そのため、プロジェクトを立ち上げる段階で、「今回のプロジェクトの規模やリスクに合わせて、組織の標準プロセスをどこまで適用し、何を省略(または追加)するのか」を判断することが大切です。
このように、現場のリアルな状況に合わせてプロセスを柔軟に「仕立て直す」ことこそが、テーラリングの実践です。
AI時代のテーラリング:PMBOK第8版が示す新たな重要性

さらに現代において、テーラリングは別の側面からも非常に注目を集めています。それが「AIの活用」です。
2025年に発刊されたPMBOK第8版では、AIの力をプロジェクトマネジメントに取り込むためにも、テーラリングのスキルがより一層重要になると言及されています。
たとえば、ChatGPTやGeminiなどのLLM(大規模言語モデル)に「新しいWebサービス開発のプロジェクトの進め方を教えて」と質問すれば、もっともらしい一般的な進行方法を瞬時に回答してくれます。
また、ネット上で拾った「ガントチャートの生成方法」というプロンプト(AIへの命令文)を使えば、たしかに綺麗なガントチャートがすぐに作れるかもしれません。
しかし、AIが出力したその回答やスケジュールが、あなたの抱えるプロジェクトの複雑な事情や、ステークホルダーの人間関係に「ふさわしいかどうか」は別問題です。
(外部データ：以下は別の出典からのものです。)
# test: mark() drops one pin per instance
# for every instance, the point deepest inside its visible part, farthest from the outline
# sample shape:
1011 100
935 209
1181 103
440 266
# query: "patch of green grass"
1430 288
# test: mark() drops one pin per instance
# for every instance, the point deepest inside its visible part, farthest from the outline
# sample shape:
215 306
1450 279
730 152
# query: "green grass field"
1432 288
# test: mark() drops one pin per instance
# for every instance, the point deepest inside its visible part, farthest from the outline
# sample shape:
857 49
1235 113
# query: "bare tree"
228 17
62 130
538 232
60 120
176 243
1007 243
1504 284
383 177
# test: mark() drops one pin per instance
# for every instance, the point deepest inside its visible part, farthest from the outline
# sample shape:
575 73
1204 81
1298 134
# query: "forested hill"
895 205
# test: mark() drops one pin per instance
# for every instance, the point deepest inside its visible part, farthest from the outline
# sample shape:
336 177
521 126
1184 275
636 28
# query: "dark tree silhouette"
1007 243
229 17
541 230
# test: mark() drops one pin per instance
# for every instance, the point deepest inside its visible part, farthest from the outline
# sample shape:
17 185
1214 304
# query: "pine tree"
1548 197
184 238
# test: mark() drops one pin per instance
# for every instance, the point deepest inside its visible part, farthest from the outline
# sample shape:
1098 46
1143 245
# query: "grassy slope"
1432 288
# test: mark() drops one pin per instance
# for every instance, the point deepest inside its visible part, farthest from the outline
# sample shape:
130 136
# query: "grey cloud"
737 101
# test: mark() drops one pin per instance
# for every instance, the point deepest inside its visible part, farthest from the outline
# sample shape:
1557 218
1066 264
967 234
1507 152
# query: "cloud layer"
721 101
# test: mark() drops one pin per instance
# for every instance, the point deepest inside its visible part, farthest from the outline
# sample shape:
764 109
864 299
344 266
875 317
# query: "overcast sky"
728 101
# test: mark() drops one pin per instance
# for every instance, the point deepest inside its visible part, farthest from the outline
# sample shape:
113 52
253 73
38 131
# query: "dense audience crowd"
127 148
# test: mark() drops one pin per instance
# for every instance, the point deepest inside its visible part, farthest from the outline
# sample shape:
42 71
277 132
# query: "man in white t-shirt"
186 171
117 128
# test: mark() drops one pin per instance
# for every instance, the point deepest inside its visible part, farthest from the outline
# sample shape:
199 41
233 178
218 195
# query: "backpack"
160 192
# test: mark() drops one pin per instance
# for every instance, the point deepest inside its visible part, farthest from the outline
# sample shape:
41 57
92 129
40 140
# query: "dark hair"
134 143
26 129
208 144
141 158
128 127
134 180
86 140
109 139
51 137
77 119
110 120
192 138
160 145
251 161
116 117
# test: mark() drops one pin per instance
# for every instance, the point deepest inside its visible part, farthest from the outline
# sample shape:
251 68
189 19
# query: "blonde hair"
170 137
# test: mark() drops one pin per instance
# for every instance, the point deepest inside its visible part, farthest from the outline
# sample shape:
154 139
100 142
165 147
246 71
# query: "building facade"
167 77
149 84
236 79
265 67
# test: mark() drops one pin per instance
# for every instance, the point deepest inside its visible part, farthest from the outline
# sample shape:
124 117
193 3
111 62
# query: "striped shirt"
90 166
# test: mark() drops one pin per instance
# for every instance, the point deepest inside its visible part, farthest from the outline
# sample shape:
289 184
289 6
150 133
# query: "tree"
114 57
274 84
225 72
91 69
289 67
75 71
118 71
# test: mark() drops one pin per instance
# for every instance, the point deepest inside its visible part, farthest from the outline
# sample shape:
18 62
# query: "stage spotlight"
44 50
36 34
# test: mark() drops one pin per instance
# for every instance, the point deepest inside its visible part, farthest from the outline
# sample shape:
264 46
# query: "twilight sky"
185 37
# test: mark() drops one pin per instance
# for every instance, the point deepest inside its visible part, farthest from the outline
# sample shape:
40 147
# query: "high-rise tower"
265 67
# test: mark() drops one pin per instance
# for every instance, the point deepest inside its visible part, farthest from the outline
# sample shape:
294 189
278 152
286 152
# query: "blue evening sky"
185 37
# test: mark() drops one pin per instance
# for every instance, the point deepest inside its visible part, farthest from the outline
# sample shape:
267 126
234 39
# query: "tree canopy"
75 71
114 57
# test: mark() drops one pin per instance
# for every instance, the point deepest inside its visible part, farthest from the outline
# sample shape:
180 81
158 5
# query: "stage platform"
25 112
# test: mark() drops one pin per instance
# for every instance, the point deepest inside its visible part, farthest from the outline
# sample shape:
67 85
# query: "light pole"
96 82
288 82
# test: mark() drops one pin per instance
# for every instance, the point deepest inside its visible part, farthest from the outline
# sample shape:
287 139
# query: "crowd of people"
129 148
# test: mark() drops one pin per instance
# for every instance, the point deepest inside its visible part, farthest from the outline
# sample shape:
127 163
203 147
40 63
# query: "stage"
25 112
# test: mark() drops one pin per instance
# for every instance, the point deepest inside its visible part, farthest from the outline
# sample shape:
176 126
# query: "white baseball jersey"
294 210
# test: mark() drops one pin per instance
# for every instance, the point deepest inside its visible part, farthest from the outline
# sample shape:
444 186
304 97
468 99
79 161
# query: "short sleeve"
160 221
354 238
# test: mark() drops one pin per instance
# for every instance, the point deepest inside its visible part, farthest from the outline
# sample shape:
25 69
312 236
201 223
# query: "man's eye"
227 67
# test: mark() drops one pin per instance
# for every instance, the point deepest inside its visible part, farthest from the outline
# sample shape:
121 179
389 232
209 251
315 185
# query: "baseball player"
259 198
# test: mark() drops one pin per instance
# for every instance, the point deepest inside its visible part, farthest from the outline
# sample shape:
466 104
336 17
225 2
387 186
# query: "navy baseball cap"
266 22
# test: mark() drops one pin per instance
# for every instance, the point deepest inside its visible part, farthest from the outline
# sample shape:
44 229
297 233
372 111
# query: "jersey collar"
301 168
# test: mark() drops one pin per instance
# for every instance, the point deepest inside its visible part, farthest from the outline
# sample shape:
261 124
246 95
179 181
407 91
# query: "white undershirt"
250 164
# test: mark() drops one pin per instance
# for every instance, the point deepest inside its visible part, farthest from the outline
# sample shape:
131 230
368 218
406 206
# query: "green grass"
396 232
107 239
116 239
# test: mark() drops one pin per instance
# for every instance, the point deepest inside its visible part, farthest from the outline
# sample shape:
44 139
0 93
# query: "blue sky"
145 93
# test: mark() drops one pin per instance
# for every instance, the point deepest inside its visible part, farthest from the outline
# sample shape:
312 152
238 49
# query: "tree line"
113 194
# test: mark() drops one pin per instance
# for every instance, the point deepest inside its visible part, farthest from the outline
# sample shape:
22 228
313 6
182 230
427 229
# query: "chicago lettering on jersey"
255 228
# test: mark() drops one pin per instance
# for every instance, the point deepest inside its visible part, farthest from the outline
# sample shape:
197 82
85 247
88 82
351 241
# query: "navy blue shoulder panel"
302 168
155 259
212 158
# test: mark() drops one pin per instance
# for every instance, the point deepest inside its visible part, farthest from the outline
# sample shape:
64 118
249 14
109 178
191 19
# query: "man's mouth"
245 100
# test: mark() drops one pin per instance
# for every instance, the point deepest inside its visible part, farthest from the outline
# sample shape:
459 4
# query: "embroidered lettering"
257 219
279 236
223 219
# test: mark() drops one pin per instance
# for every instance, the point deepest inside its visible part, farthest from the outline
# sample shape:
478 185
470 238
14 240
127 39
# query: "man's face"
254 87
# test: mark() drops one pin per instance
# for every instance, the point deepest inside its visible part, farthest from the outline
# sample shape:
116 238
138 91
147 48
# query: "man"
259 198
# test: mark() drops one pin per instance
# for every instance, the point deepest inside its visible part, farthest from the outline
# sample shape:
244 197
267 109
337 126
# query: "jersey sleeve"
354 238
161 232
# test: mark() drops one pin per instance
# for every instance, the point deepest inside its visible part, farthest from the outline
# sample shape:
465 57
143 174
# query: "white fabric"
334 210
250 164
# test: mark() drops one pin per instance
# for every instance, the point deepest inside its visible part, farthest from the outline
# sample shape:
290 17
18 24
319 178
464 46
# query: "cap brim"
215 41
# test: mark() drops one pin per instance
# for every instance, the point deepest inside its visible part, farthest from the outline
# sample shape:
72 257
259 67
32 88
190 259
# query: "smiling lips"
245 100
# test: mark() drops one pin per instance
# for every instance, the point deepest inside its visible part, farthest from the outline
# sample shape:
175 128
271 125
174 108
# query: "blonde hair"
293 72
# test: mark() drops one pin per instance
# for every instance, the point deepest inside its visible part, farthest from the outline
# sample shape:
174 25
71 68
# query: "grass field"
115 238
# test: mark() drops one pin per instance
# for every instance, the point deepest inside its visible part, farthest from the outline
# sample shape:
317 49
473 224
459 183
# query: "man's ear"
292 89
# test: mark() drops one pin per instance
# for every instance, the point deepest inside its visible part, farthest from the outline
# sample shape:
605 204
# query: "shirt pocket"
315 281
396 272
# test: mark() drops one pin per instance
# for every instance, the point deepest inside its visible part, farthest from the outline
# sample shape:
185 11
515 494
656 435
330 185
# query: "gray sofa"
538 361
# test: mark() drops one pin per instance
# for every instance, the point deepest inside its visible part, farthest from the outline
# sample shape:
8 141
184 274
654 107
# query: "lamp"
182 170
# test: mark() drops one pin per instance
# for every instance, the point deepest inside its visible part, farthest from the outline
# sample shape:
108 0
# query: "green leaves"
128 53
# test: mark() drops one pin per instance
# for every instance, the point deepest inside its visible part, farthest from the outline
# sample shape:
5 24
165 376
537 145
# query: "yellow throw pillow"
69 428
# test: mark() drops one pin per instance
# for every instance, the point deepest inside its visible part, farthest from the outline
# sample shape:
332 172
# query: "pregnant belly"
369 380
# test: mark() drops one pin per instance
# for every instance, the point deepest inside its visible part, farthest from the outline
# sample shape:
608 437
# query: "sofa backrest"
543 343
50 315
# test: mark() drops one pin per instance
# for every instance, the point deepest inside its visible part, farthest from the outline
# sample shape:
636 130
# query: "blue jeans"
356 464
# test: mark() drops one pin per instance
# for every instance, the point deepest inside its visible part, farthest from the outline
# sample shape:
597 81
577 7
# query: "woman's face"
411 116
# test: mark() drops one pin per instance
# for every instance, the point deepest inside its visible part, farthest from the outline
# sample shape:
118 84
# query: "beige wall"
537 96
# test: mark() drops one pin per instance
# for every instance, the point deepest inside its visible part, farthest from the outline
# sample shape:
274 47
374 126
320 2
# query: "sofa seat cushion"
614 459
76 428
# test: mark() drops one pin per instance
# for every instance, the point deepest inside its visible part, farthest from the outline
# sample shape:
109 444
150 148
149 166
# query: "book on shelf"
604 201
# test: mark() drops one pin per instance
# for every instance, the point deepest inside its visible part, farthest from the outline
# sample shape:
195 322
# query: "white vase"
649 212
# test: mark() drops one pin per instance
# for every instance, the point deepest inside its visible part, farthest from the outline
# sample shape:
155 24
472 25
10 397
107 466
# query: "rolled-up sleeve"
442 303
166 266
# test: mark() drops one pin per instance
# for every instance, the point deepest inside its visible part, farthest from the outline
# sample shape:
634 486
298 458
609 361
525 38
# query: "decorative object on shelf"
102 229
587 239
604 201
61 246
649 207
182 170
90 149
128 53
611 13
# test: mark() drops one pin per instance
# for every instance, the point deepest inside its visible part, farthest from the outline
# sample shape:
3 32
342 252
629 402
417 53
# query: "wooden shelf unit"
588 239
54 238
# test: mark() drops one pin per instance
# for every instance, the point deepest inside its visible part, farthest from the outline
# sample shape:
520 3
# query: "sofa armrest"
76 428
AIの進化により、細かな作業や初期案の作成は圧倒的なスピードでできるようになりました。しかしその分、これからのプロジェクトマネージャーには、AIの出力をそのまま受け入れるのではなく、「これって今のこのプロジェクトに本当に使えるの?」という批判的な目(クリティカル・シンキング)を持つことが強く求められます。
AIという強力な道具が生み出した「既製品」を、人間の目と手でプロジェクトの独自の文脈に合わせて「仕立て直す(テーラリングする)」。
これこそが、AI時代におけるプロジェクトマネージャーの最も重要な役割であり、組織の競争力を支える戦略的なスキルといえるでしょう。